Tepat pada Ahad, 26 Jumadil Awal 1442 H / 10 Januari 2021 lalu, ada dua agenda yang di laksanakan secara Adat Luhak Kepenuhan yaitu Monamak Kubua (Meninggikan Tanah,red) alm H. Baharudin Mamak Ajo Stindo induk Kopalo Padang suku Melayu bertempat di pemakaman Umum Masjid At- Taqwa Kota Tengah dan Pengangkatan Gola (Gelar,red) Adat bertempat di rumah alm H. Baharudin Mamak Ajo Stindo.
Dalam kesempatan tersebut, awak media Riausmart.com juga diberikan kesempatan untuk meliput agenda perapatan adat yang terdapat di Kabupaten Rokan Hulu tetsebut.
Tampak hadir dalam kedua agenda kegiatan itu, kerapatan adat Luhak Kepenuhan dari Pucuk Suku, Tungkek Suku, induk dan mato Buah Poik (deretan gelar secara adat,red) se Luhak Kepenuhan umumnya, serta tokoh, masyarakat serta anak Komonakan (gelar bagi yang lebih dikecilkan, red).
Adapun yang di lantik atau dinobatkan pada waktu itu yakni Abdullah Yazid Mamak (Bapak,red) Ajo Stindo menggantikan Alm H. Baharudin dan Mato Buah Poik induk Kopalo Padang (gelar pemangku adat,red) Suku Melayu yakni Syamsul Bahri Mamak Montiko Dubalang ( Patah Tumbuh Hilang Berganti, red).
Ismail Dt Podano Montoi, (Gelar yang diberikan dari Lembaga Kerapatan Adat Luhak Kepenuhan,red ) Mengucapkan terima kasih dan penghargaan yang setinggi-tingginya kepada mamak, Anak Komonakan dan induk Kopalo Padang Suku Melayu Luhak Kepenuhan Serta semua pihak Atas suksesnya penyelenggaraan dua agenda adat tersebut.
“Sesuai dengan azam lazim (kebiasaan,red) adat Luhak Kepenuhan serta selamat bertugas mamak Ajo Stinda dan mamak Montiko Dubalang sesuai dengan amanah Adat,” ungkapnya, Minggu (10/01/2021)

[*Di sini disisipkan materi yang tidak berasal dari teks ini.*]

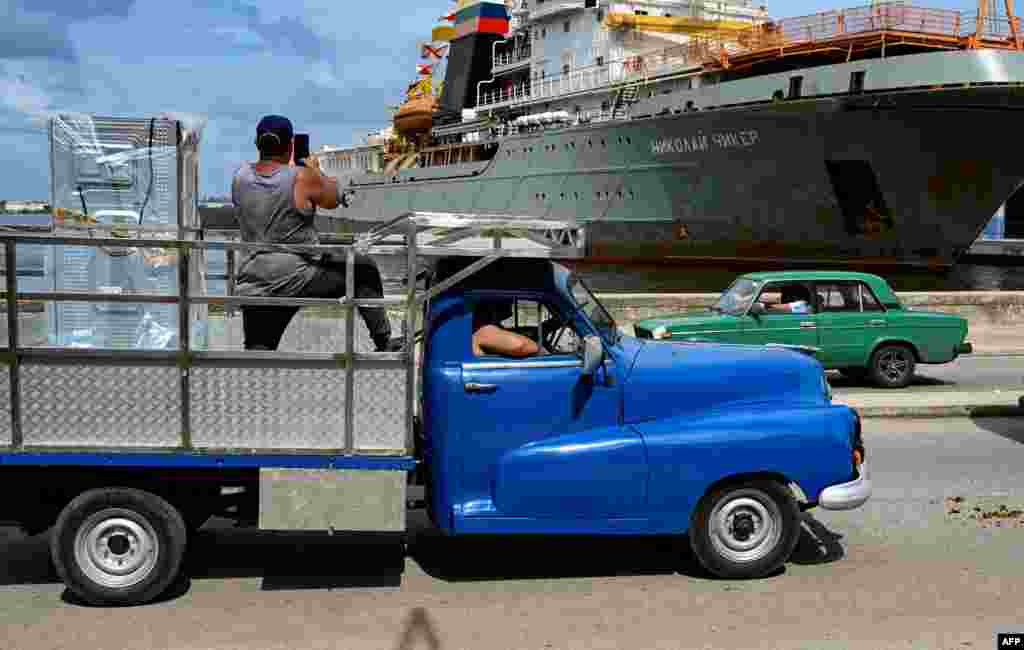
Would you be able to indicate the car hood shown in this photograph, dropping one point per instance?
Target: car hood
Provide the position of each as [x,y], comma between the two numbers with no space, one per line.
[671,379]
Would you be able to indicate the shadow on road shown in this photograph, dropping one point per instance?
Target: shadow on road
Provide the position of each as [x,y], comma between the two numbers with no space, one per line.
[836,380]
[817,544]
[369,560]
[1009,428]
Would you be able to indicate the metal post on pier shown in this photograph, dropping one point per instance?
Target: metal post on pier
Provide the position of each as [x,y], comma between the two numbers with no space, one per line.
[349,350]
[13,360]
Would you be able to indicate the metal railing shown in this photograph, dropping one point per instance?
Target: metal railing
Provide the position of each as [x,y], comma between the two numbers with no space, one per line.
[411,226]
[715,48]
[515,56]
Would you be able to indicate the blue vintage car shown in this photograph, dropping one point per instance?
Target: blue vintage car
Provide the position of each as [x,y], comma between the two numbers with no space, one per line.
[605,433]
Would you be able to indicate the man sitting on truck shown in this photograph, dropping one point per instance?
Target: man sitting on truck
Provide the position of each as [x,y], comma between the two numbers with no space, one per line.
[491,338]
[275,202]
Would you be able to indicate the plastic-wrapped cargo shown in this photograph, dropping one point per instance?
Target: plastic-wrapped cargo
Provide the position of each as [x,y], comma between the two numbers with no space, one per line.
[132,172]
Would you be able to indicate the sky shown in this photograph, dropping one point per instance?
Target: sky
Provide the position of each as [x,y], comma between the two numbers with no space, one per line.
[333,67]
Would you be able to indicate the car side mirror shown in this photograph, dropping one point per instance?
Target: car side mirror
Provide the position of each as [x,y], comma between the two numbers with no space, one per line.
[593,354]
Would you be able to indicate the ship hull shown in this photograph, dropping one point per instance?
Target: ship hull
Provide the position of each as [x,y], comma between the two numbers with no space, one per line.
[895,178]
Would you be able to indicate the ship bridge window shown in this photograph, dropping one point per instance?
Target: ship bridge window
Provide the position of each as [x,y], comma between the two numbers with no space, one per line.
[859,197]
[796,86]
[857,81]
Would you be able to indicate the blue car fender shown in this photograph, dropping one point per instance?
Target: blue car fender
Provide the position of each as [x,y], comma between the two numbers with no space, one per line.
[688,456]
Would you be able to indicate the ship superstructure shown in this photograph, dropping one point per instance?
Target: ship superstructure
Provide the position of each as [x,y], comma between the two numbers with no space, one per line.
[690,131]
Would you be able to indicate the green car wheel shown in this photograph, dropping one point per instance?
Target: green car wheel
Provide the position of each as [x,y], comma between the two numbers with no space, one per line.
[892,365]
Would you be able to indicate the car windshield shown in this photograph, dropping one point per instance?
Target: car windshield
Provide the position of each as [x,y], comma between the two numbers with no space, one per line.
[737,298]
[594,310]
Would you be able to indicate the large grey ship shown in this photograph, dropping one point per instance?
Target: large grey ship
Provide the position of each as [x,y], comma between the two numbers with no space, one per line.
[878,135]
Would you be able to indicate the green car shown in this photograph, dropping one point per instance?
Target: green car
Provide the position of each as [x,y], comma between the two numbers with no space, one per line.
[853,321]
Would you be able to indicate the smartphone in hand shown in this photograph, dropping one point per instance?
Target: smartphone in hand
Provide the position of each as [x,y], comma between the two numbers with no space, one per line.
[301,148]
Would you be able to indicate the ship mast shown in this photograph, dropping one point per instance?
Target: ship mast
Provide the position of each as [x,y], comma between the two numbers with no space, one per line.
[987,15]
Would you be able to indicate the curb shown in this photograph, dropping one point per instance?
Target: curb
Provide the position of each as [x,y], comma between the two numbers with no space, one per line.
[988,410]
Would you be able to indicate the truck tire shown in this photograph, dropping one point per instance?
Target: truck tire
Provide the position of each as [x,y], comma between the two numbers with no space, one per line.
[118,546]
[745,530]
[892,365]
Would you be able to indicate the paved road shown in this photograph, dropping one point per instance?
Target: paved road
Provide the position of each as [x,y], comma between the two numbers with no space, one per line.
[966,372]
[898,573]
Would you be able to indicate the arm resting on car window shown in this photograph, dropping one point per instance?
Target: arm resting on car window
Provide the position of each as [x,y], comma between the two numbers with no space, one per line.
[494,340]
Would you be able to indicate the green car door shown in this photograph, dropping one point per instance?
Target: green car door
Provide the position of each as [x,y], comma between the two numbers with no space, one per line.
[850,320]
[773,325]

“Bokepak Leba, Boumai Panyang dan Golap Bosuluh Ujan Botudong (berkepak Lebar Berumbai Panjang, Gelap berlindung Hujan Bertudung,red) . Syukur Alhamdulillah bahwa di Luhak Kepenuhan Negeri beradat ini, budaya dan tradisi ini terus hidup dari masa dan generasi ke generasi sesuai dengan petuah adat dan kebiasaan masyarakat yang selalu di junjung tinggi dan dilestarikan, semoga dapat di pogang Pakai (Pedoman,red) masa sekarang dan akan datang bahwa Hidup di kandung Adat dan Mati di Kandung Tanah. Adat Bersendikan Syara’, Syara’ Bersendikan Kitabullah,” tukas Ismail.